Paris, le 11 février 2013
M. Laurent Fabius
Ministre des Affaires étrangères
37, quai d’Orsay
75007 Paris
Vous n’avez pas répondu à cette question et indiqué, une fois de plus, votre volonté de « reprise des négociations ». Vous avez également indiqué que vous soutiendrez les initiatives américaines prises lors de la prochaine visite du Président Obama sur place, initiatives dont on ignore tout du contenu par ailleurs.
Dans un courrier récent que vous m’avez adressé en réponse à cette même question que je vous posais de la reconnaissance par la France de la Palestine, vous aviez déjà indiqué votre préférence pour cette « reprise des négociations » permettant, selon vous, la création sur le terrain de l’Etat de Palestine et ceci en 2013 !
Comment croire que les dirigeants israéliens en viennent à accepter l’existence de cet Etat palestinien dans les frontières de 1967, avec Jérusalem-Est comme capitale, alors qu’ils ont manifesté – et je parle aussi des dirigeants qui seront mis en place après les élections législatives israéliennes – leur totale hostilité à cette perspective et ont pris des mesures unilatérales sur le terrain pour empêcher cette existence de pareil Etat palestinien ?
La France, il faut le rappeler, a reconnu Israël le 24 janvier 1949, soit près de 4 mois avant l’admission de ce pays à l’ONU qui a eu lieu le 11 mai 1949 ! Et la France ne reconnaîtrait pas la Palestine 65 ans plus tard alors que cet Etat vient d’être admis comme Etat non membre à l’ONU ?
Cette attitude est à mettre en relation avec un autre passage de cette émission où vous avez parlé de l’Iran et de sa volonté de se doter de l’arme nucléaire.
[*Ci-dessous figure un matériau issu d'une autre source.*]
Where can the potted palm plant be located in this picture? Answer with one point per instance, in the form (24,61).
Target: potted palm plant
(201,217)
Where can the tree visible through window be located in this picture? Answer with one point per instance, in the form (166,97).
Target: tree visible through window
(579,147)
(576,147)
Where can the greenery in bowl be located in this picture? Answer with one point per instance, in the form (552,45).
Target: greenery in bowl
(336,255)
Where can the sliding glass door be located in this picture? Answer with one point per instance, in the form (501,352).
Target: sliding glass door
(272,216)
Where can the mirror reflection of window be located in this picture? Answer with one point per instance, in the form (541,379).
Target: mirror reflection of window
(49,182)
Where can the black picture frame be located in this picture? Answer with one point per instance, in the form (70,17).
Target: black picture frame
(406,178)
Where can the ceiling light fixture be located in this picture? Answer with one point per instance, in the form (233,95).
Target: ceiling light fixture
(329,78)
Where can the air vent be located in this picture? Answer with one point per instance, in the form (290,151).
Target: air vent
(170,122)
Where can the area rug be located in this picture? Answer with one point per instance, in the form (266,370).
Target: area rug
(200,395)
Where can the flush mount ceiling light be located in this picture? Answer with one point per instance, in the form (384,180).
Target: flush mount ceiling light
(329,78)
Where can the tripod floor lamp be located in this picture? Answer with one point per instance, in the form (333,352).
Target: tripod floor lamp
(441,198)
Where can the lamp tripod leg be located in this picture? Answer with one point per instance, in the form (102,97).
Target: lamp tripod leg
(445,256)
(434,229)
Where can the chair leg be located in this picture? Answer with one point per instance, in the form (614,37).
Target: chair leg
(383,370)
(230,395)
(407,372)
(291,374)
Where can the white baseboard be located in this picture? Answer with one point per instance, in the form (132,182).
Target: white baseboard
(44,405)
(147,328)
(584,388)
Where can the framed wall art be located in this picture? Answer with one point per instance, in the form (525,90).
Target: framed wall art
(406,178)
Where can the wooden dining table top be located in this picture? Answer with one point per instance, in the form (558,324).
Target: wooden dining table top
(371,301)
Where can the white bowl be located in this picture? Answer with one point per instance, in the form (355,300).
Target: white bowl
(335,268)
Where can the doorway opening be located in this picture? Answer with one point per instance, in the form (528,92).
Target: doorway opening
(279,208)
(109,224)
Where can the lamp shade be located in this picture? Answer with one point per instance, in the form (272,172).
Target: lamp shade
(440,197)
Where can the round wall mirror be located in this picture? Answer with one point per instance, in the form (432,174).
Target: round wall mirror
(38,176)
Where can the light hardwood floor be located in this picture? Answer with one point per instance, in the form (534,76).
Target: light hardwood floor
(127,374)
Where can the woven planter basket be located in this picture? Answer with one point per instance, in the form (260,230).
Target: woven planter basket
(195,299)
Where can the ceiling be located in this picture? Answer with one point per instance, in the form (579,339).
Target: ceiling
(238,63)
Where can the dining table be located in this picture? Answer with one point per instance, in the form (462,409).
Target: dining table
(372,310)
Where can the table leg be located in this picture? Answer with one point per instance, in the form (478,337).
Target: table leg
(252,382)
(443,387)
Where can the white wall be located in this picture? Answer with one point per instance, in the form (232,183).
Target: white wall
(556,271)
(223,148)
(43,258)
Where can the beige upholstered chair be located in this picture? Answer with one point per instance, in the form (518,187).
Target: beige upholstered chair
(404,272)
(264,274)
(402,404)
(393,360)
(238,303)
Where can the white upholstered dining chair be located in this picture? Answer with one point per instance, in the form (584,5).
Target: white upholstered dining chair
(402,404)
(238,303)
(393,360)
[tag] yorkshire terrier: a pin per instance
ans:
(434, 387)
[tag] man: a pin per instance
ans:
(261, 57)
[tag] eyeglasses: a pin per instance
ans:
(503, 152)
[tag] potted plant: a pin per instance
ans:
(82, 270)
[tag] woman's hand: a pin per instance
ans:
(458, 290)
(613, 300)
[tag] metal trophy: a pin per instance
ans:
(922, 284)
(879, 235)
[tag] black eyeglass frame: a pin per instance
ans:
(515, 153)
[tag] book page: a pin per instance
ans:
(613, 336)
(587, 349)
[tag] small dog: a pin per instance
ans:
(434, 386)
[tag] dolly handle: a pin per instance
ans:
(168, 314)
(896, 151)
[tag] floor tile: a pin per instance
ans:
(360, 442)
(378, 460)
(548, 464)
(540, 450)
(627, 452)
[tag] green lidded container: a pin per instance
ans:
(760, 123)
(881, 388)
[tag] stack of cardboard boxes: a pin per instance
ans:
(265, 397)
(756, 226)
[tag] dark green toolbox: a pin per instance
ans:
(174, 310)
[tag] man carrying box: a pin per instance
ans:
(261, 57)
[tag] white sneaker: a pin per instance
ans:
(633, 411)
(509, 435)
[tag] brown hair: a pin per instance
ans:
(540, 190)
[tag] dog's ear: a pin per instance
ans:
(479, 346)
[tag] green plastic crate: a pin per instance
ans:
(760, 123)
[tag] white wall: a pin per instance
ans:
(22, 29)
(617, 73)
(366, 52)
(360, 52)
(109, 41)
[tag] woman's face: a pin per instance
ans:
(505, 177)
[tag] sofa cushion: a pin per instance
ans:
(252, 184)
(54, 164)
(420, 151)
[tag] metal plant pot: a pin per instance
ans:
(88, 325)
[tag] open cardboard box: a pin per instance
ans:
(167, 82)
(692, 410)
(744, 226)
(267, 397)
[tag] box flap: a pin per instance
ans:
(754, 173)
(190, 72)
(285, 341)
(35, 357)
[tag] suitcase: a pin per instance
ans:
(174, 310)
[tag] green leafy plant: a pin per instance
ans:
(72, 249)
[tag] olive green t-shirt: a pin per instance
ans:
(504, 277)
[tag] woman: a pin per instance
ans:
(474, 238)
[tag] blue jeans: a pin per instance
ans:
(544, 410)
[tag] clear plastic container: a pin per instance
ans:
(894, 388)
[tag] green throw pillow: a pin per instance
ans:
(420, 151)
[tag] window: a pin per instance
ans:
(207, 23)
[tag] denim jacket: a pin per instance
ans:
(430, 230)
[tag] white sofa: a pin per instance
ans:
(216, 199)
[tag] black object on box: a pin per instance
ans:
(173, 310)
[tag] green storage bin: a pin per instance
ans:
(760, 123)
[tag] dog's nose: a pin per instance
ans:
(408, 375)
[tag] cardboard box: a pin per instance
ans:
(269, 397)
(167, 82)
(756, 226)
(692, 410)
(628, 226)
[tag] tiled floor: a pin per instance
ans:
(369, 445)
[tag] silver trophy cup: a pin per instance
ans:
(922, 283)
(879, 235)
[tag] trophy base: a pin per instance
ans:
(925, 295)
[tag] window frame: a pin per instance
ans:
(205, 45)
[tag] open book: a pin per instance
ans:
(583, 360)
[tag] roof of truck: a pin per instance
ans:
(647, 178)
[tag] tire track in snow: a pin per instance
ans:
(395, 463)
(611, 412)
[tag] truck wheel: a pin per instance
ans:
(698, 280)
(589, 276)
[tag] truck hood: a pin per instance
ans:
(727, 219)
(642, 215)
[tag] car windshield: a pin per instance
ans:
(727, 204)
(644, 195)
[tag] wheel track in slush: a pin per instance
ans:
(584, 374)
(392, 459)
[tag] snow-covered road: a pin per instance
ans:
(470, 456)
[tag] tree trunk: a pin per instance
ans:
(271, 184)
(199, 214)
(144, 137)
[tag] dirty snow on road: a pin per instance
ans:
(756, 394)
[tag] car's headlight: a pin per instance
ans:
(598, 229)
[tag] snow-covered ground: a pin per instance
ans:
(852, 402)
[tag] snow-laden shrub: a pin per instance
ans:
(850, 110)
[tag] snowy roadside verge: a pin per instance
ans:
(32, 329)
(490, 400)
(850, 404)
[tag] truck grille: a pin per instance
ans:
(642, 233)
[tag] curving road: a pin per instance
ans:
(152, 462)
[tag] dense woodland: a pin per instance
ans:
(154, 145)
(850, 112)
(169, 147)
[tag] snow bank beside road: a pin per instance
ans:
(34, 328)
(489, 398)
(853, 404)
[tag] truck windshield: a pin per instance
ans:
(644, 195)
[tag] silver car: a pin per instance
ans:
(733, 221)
Sur ce cas, vous avez indiqué que la France observait une « double approche, c’est-à-dire les sanctions et les négociations » afin que les dirigeants iraniens changent de position. Vous avez même précisé que les « sanctions sont efficaces » signalant que depuis leur mise en œuvre l’Iran avait déjà perdu à ce titre 40 milliards d’euros.
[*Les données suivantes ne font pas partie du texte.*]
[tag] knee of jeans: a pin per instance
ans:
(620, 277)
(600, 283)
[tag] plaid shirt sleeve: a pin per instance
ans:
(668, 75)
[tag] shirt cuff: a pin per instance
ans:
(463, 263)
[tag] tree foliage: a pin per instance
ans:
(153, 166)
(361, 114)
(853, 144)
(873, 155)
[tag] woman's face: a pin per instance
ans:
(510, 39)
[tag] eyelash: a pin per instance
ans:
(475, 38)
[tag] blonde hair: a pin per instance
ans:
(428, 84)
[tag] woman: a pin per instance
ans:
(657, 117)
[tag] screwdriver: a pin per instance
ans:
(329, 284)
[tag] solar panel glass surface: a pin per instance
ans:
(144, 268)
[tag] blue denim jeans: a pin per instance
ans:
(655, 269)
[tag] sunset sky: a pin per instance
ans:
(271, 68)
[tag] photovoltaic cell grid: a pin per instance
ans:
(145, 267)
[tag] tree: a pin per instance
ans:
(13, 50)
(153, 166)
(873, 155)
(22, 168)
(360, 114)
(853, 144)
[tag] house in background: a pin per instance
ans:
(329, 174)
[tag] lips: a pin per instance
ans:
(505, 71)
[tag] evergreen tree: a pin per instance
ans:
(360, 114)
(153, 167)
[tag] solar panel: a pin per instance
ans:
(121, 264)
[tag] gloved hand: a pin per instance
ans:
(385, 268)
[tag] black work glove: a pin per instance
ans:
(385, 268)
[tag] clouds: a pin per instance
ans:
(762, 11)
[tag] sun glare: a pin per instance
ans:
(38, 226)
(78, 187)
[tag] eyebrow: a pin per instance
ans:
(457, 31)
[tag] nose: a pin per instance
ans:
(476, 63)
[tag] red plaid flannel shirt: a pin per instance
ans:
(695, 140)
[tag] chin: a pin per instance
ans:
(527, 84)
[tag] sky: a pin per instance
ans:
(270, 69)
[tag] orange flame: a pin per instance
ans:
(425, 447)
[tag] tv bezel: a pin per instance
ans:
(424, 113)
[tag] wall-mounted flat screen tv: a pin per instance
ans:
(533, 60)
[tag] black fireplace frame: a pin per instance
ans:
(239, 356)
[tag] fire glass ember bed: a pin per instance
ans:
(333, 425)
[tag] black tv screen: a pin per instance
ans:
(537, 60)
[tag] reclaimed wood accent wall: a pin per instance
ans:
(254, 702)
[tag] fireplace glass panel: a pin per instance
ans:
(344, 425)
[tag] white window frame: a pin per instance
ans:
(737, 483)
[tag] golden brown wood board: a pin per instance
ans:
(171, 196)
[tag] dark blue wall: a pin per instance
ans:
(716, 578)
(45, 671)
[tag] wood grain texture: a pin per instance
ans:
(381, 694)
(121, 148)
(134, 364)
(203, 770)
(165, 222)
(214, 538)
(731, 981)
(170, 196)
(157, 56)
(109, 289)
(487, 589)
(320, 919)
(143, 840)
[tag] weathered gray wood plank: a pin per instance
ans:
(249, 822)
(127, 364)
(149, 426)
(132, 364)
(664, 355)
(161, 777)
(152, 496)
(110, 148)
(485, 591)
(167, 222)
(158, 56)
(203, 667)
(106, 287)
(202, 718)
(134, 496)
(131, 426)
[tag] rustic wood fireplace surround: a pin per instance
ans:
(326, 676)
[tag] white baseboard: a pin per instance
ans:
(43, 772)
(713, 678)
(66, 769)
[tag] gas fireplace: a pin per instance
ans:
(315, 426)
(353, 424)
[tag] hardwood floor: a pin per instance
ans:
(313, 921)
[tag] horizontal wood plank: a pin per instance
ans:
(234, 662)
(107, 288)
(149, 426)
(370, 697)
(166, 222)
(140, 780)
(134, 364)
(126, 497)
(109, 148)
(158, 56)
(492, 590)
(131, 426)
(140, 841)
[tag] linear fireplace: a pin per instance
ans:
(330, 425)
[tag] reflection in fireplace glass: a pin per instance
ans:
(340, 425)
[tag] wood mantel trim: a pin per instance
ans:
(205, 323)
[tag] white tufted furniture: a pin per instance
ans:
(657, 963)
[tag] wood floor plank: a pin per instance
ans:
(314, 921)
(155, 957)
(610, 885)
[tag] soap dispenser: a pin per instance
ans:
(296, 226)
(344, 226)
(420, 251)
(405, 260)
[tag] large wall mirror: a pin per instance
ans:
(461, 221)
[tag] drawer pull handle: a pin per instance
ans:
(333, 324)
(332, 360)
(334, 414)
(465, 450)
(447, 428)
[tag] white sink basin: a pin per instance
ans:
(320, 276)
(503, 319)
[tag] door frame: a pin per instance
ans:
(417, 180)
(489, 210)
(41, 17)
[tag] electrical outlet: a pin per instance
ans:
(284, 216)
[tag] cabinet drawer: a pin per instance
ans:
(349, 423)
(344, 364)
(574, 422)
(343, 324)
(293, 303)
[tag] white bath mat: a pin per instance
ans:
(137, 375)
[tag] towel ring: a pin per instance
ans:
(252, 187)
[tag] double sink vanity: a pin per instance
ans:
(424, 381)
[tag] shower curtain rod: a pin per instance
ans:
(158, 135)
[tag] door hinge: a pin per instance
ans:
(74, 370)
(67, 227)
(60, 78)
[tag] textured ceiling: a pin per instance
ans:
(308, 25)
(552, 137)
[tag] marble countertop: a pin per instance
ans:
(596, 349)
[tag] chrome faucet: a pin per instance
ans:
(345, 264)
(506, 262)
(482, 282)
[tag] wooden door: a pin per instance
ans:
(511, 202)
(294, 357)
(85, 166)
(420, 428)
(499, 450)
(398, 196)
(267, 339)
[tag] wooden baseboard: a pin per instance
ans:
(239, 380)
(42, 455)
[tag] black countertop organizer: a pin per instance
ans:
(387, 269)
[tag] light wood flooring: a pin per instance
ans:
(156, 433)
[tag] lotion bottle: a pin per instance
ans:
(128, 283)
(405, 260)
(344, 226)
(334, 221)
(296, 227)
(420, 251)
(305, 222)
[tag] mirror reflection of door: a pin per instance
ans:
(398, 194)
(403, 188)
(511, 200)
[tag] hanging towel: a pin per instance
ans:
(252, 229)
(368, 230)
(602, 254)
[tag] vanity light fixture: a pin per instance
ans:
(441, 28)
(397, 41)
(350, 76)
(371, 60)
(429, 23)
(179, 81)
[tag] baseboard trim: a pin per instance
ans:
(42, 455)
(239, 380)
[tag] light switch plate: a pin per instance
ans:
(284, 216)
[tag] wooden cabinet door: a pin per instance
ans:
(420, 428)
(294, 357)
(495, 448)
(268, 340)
Le parallélisme n’est pas au bout de ces deux logiques énoncées par vous hier soir concernant deux situations qui ont à voir l’une avec l’autre.
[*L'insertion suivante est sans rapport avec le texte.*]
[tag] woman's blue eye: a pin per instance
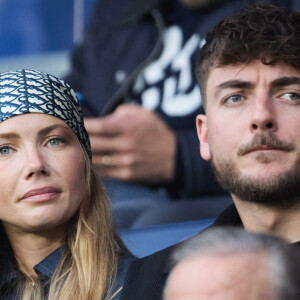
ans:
(5, 150)
(56, 141)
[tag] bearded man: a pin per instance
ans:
(249, 75)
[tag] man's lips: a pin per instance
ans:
(264, 148)
(41, 194)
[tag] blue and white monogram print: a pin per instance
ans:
(30, 91)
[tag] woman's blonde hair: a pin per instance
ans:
(88, 268)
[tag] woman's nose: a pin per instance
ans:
(35, 164)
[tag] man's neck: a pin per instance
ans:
(284, 222)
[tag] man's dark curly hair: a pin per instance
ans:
(263, 31)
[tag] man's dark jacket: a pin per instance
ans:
(146, 277)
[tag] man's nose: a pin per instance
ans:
(264, 114)
(35, 164)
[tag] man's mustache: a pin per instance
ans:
(265, 139)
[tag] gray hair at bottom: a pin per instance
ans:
(283, 258)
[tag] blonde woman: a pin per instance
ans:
(57, 239)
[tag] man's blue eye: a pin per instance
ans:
(291, 96)
(234, 98)
(5, 150)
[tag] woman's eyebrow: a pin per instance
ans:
(53, 127)
(9, 135)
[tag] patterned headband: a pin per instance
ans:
(30, 91)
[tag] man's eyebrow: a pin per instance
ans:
(285, 81)
(232, 84)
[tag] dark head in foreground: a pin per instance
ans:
(230, 263)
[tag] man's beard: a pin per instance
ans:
(278, 191)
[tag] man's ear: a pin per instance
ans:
(201, 123)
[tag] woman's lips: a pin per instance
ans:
(41, 194)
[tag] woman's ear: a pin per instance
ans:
(201, 123)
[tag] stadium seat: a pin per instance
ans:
(146, 240)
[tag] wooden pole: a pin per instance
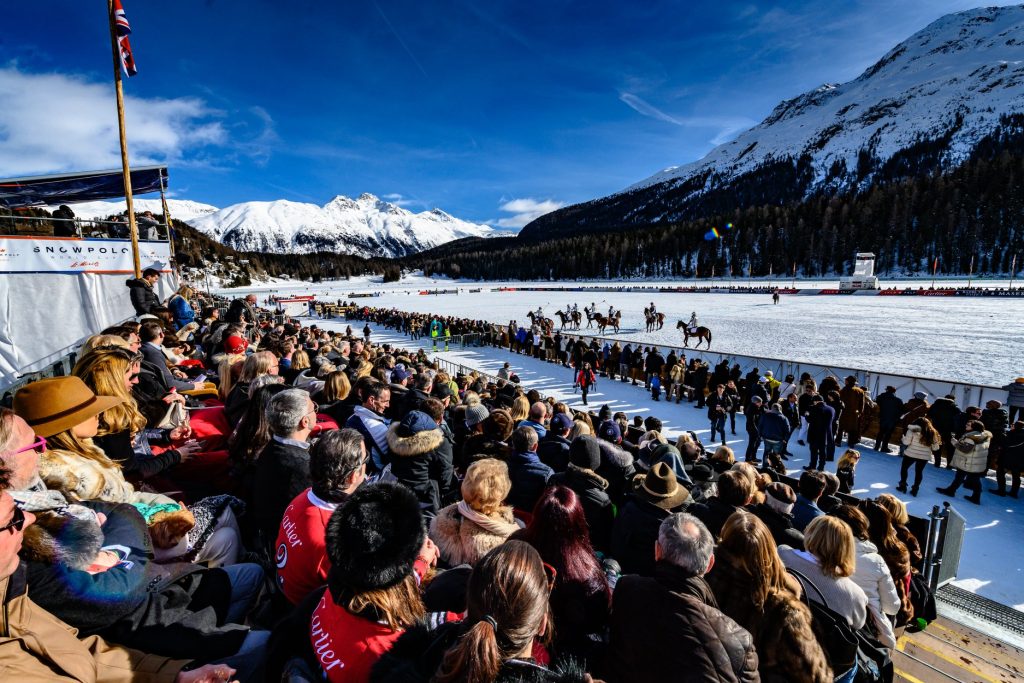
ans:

Dans un cas ce sont les « sanctions-négociations », dans l’autre c’est la seule « négociation » qui est envisagée laquelle à d’ailleurs la préférence, et pour cause, des dirigeants israéliens : cela fait plus de 20 ans qu’il y a des « négociations » et tout s’est dégradé sérieusement sur place côté palestinien.
Si l’idée devait exister que la question israélo-palestinienne n’est plus aujourd’hui centrale, ce serait une grave erreur d’appréciation lourde de conséquences.
Notre pays ne peut être en retard ni en décalé sur les exigences stratégiques conformes à ses valeurs et à ses intérêts justement compris.
Vous ne pourrez pas repousser très longtemps, sauf à provoquer de lourds dommages politiques, la reconnaissance par la France de la Palestine.
Logique et efficace cette reconnaissance attendue serait un fort signal lancé par notre par la France. Et ce serait un acte qui le ferait renouer avec ce que notre pays a fait de meilleur dans le domaine international. Ce serait affirmer solennellement l’universalité des valeurs de liberté et de justice portées par la patrie des droits de l’homme.
C’est donc, de manière insistante vous l’aurez compris, que je reviens vers vous porteur de ce message que je souhaite vous faire partager : reconnaissez la Palestine ! Donnez une chance à la paix au Proche-Orient ! La Palestine ce n’est pas le problème mais la solution !
Je vous prie de croire, Monsieur le Ministre, en l’assurance de mon respect.